[Numpy-discussion] Issue Tracking

Tue May 1 15:34:49 EDT 2012

On Tue, May 1, 2012 at 9:12 AM, Charles R Harris
<charlesr.harris at gmail.com>wrote:

>
>
> On Tue, May 1, 2012 at 12:52 AM, Travis Oliphant <travis at continuum.io>wrote:
>
>>
>> On Apr 30, 2012, at 10:14 PM, Jason Grout wrote:
>>
>> On 4/30/12 6:31 PM, Travis Oliphant wrote:
>>
>> Hey all,
>>
>>
>> We have been doing some investigation of various approaches to issue
>> tracking.      The last time the conversation left this list was with
>> Ralf's current list of preferences as:
>>
>>
>> 1) Redmine
>>
>> 2) Trac
>>
>> 3) Github
>>
>>
>> Since that time, Maggie who has been doing a lot of work settting up
>> various issue tracking tools over the past couple of months, has set up a
>> redmine instance and played with it.   This is a possibility as a future
>> issue tracker.
>>
>>
>> However, today I took a hard look at what the IPython folks are doing
>> with their issue tracker and was very impressed by the level of community
>> integration that having issues tracked by Github provides.    Right now, we
>> have a major community problem in that there are 3 conversations taking
>> place (well at least 2 1/2).   One on Github, one on this list, and one on
>> the Trac and it's accompanying wiki.
>>
>>
>> I would like to propose just using Github's issue tracker.    This just
>> seems like the best move overall for us at this point.    I like how the
>> Pull Request mechanism integrates with the issue tracking.    We could
>> setup a Redmine instance but this would just re-create the same separation
>> of communities that currently exists with the pull-requests, the mailing
>> list, and the Trac pages.   Redmine is nicer than Trac, but it's still a
>> separate space.   We need to make Github the NumPy developer hub and not
>> have it spread throughout several sites.
>>
>>
>> The same is true of SciPy.    I think if SciPy also migrates to use
>> Github issues, then together with IPython we can really be a voice that
>> helps Github.   I will propose to NumFOCUS that the Foundation sponsor
>> migration of the Trac to Github for NumPy and SciPy.    If anyone would
>> like to be involved in this migration project, please let me know.
>>
>>
>> Comments, concerns?
>>
>>
>> I've been pretty impressed with the lemonade that the IPython folks have
>> made out of what I see as pretty limiting shortcomings of the github
>> issue tracker.  I've been trying to use it for a much smaller project
>> (https://github.com/sagemath/sagecell/), and it is a lot harder, in my
>> (somewhat limited) experience, than using trac or the google issue
>> tracker.  None of these issues seems like it would be too hard to solve,
>> but since we don't even have the source to the tracker, we're somewhat
>> at github's mercy for any improvements.  Github does have a very nice
>> API for interacting with the data, which somewhat makes up for some of
>> the severe shortcomings of the web interface.
>>
>> In no particular order, here are a few that come to mind immediately:
>>
>> 1. No key:value pairs for labels (Fernando brought this up a long time
>> ago, I think).  This is brilliant in Google code's tracker, and allows
>> for custom fields that help in tracking workflow (like status, priority,
>> etc.).  Sure, you can do what the IPython folks are doing and just
>> create labels for every possible status, but that's unwieldy and takes a
>> lot of discipline to maintain.  Which means it takes a lot of developer
>> time or it becomes inconsistent and not very useful.
>>
>>
>> I'm not sure how much of an issue this is.  A lot of tools use single
>> tags for categorization and it works pretty well.  A simple "key:value"

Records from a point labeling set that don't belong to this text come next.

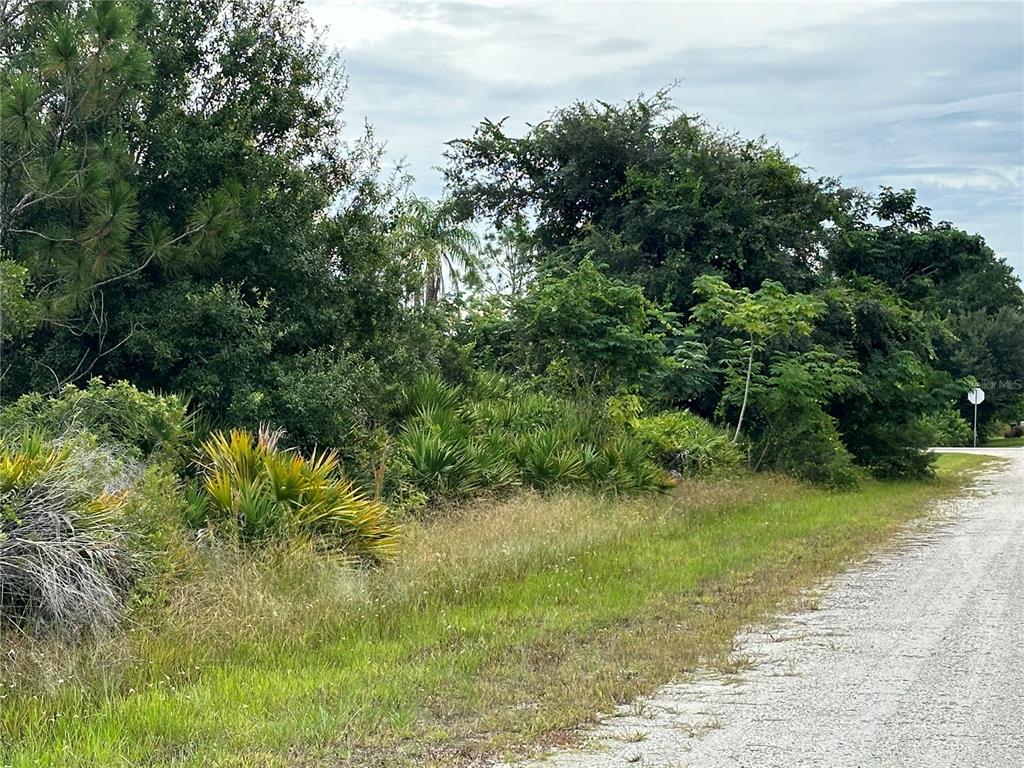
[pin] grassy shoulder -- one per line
(505, 626)
(1006, 442)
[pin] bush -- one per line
(73, 538)
(493, 435)
(261, 493)
(947, 428)
(685, 442)
(152, 425)
(336, 400)
(803, 441)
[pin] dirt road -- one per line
(914, 658)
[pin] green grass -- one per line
(1005, 442)
(503, 627)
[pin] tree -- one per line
(660, 197)
(584, 332)
(439, 244)
(121, 198)
(760, 317)
(74, 84)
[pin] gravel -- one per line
(913, 658)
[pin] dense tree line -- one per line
(179, 210)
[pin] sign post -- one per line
(976, 396)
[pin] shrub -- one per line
(72, 540)
(334, 399)
(685, 442)
(263, 493)
(947, 427)
(494, 434)
(154, 425)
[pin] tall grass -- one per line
(495, 626)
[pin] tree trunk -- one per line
(747, 391)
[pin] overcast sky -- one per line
(929, 95)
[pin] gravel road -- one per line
(914, 658)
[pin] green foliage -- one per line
(17, 313)
(496, 434)
(583, 332)
(685, 442)
(947, 428)
(758, 318)
(154, 425)
(440, 246)
(261, 493)
(672, 197)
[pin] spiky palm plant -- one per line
(267, 494)
(444, 248)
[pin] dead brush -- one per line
(67, 559)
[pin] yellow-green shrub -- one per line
(262, 493)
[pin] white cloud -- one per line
(923, 94)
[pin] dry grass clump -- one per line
(68, 554)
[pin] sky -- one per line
(922, 94)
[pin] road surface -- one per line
(914, 658)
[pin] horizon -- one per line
(951, 126)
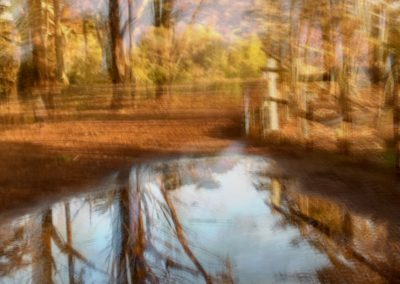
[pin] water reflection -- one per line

>> label communicates about the same information together with good query
>> tools.
>>
>>
>> 2. The disjointed relationship between pull requests and issues.  They
>> share numberings, for example, and both support discussions, etc.  If
>> you use the API, you can submit code to an issue, but then the issue
>> becomes a pull request, which means that all labels on the issue
>> disappear from the web interface (but you can still manage to set labels
>> using the list view of the issue tracker, if I recall correctly).  If
>> you don't attach code to issues, it means that every issue is duplicated
>> in a pull request, which splits the conversation up between an issue
>> ticket and a pull request ticket.
>>
>>
>> Hmm..  So pull requests *are* issues.    This sounds like it might
>> actually be a feature and also means that we *are* using the Github issue
>> tracker (just only those issues that have a pull-request attached).

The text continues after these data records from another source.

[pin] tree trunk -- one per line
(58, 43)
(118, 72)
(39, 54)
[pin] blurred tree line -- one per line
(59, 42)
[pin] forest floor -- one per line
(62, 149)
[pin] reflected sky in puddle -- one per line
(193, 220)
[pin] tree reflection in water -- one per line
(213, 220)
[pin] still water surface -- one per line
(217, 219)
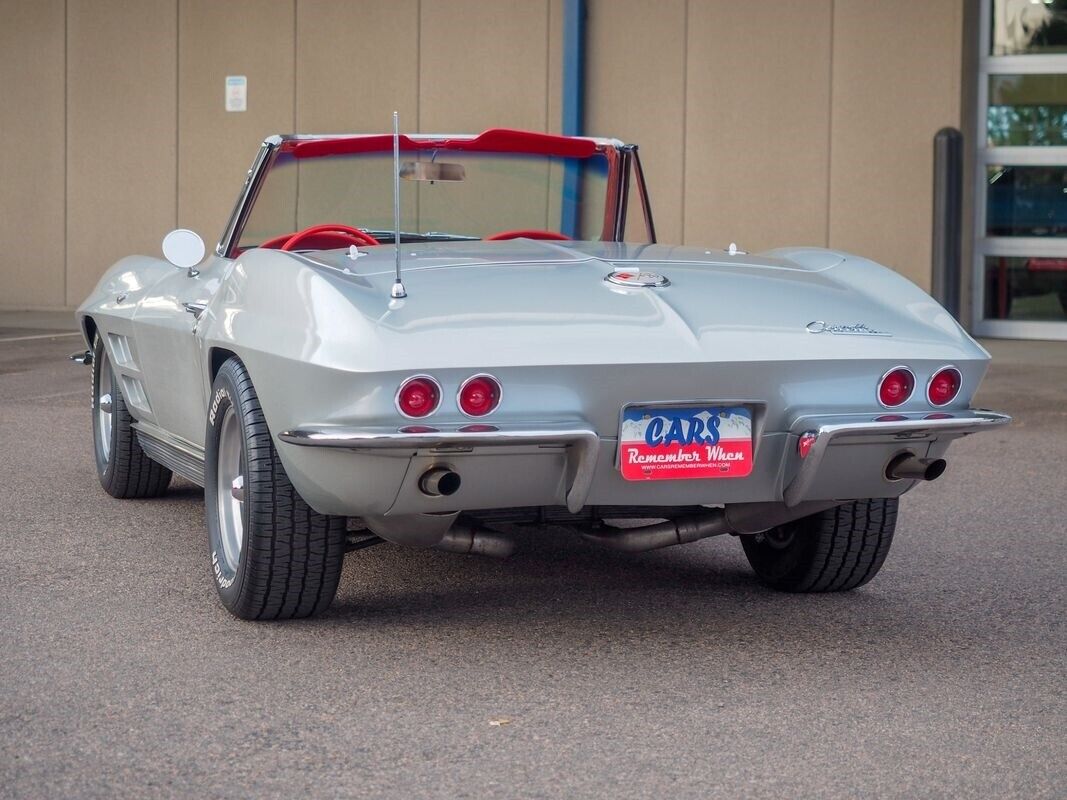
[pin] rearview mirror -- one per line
(184, 249)
(431, 171)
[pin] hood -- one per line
(537, 302)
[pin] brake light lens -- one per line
(943, 386)
(418, 397)
(479, 395)
(895, 387)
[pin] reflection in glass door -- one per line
(1020, 287)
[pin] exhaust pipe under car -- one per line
(909, 467)
(737, 518)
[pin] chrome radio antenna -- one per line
(398, 290)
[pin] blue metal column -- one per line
(573, 116)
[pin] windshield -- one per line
(499, 192)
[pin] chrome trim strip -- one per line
(253, 182)
(577, 435)
(831, 429)
(935, 373)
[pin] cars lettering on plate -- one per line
(681, 443)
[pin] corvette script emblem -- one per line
(857, 329)
(627, 277)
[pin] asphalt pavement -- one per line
(562, 672)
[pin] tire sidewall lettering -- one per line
(221, 394)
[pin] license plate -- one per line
(658, 443)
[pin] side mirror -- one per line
(185, 250)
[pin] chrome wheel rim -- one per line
(231, 492)
(105, 406)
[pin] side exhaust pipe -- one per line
(739, 518)
(439, 482)
(910, 467)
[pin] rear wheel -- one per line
(272, 557)
(833, 550)
(124, 469)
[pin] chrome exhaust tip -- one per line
(909, 467)
(440, 482)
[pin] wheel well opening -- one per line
(219, 357)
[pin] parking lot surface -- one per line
(563, 671)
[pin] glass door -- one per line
(1020, 270)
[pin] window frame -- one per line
(1015, 156)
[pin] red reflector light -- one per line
(943, 386)
(418, 397)
(479, 395)
(895, 387)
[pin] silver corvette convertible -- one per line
(435, 339)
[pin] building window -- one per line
(1020, 264)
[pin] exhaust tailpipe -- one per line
(439, 482)
(470, 541)
(739, 518)
(909, 467)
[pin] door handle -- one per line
(195, 308)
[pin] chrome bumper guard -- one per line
(578, 437)
(884, 429)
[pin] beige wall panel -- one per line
(356, 62)
(122, 134)
(758, 123)
(896, 80)
(250, 37)
(355, 94)
(483, 65)
(31, 163)
(636, 91)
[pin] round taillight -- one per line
(418, 397)
(479, 395)
(895, 387)
(943, 386)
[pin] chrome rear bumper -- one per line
(885, 429)
(579, 438)
(828, 470)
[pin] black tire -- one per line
(834, 550)
(124, 469)
(289, 559)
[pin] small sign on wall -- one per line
(237, 93)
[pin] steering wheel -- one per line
(344, 234)
(531, 234)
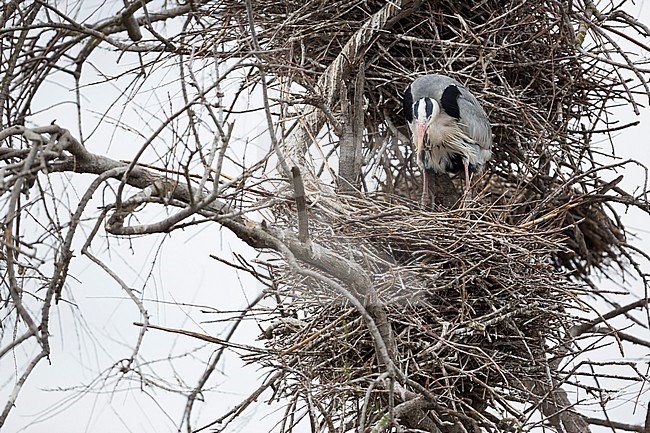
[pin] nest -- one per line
(528, 63)
(475, 306)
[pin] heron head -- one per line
(425, 111)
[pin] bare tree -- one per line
(378, 315)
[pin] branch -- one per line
(337, 72)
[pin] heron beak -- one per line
(420, 130)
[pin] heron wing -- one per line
(474, 120)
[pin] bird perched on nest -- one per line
(450, 130)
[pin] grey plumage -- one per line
(450, 129)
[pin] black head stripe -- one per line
(408, 105)
(428, 109)
(449, 101)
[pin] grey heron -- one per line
(450, 130)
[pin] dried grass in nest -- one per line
(507, 54)
(468, 299)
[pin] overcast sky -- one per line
(96, 328)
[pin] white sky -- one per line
(87, 337)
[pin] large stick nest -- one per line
(476, 299)
(475, 305)
(545, 95)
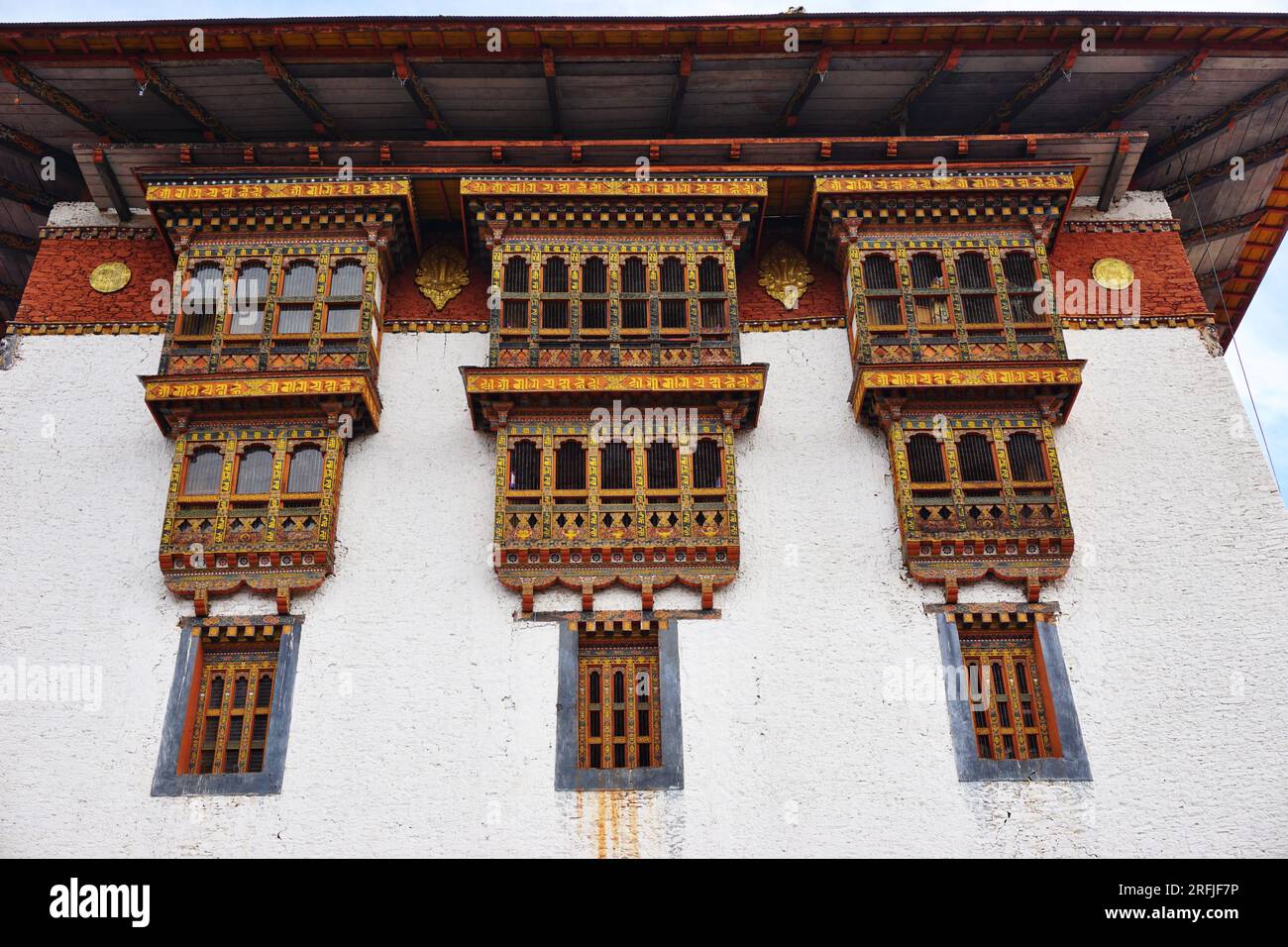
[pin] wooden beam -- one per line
(900, 111)
(1112, 118)
(1211, 124)
(1029, 91)
(804, 89)
(420, 97)
(151, 77)
(114, 187)
(682, 84)
(322, 121)
(1270, 151)
(1224, 228)
(55, 98)
(31, 197)
(17, 241)
(1115, 174)
(548, 64)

>> Losing labels seems like a real problem (are they really lost or do they
>> just not appear in the pull-request view?)
>>
>>
>> 3. No attachments for issues (screenshots, supporting documents, etc.).
>>  Having API access to data won't help you here.
>>
>>
>> Using gists and references to gists can overcome this.   Also using an
>> attachment service like http://uploading.com/ or dropbox makes this
>> problem less of an issue really.
>>
>>
>> 4. No custom queries.  We love these in the Sage trac instance; since we
>> have full access to the database, we can run any sort of query we want.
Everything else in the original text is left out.